Ne cherchez pas la candidate PS dans les urnes : elle a jeté l’éponge pour ne pas favoriser l’extrême droite, symbole de l'effondrement du parti socialiste. La bataille se jouera donc au sein de la gauche radicale. Deux femmes, deux communistes, s’affrontent. Et les couteaux sont de sortie. "Les communistes ont abandonné le terrain, dénonce Laurence Cermolacce-Boissier, la représente de La France insoumise. Les gens nous disent : 'On se sent abandonnés, personne ne s'occupe de nous'."
Paradoxalement, ça se passe bien avec tout le monde, sauf avec le PC. Nous on y va parce que le mouvement ne s'arrêtera pas le 11 juin ou le 18 juin.

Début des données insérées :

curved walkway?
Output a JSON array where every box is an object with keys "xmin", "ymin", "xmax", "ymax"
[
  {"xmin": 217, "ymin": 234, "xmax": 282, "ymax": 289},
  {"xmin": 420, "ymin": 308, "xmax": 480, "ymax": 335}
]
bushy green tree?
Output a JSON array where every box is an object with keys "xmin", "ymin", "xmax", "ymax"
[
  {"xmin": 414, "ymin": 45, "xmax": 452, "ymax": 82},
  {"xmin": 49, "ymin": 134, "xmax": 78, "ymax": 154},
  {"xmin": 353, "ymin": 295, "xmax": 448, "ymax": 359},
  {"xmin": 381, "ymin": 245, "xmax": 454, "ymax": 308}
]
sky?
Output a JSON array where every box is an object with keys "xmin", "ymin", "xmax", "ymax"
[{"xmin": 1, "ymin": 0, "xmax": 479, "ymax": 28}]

Laurence Cermolacce-Boissier, candidate La France insoumiseà franceinfo
Insultes sur les marchés, tensions entre militants, sale ambiance à gauche. Mila Idir, la candidate du PCF, renvoie la balle à sa concurrente mais reconnaît qu’une remise en question est nécessaire : "Nous avons découvert sur Facebook qu'elle était candidate. Cela a été vécu par beaucoup comme une trahison. Tous les partis politiques aujourd'hui sont éclatés. Je pense que l'examen de conscience du Parti communiste doit avoir lieu juste après ces élections."
Le taux de participation sera primordial, tout comme la possibilité d'une triangulaire. C'est ce cas de figure qui avait permis au Front national d'envoyer sa seule députée à l'Assemblée il y a cinq ans.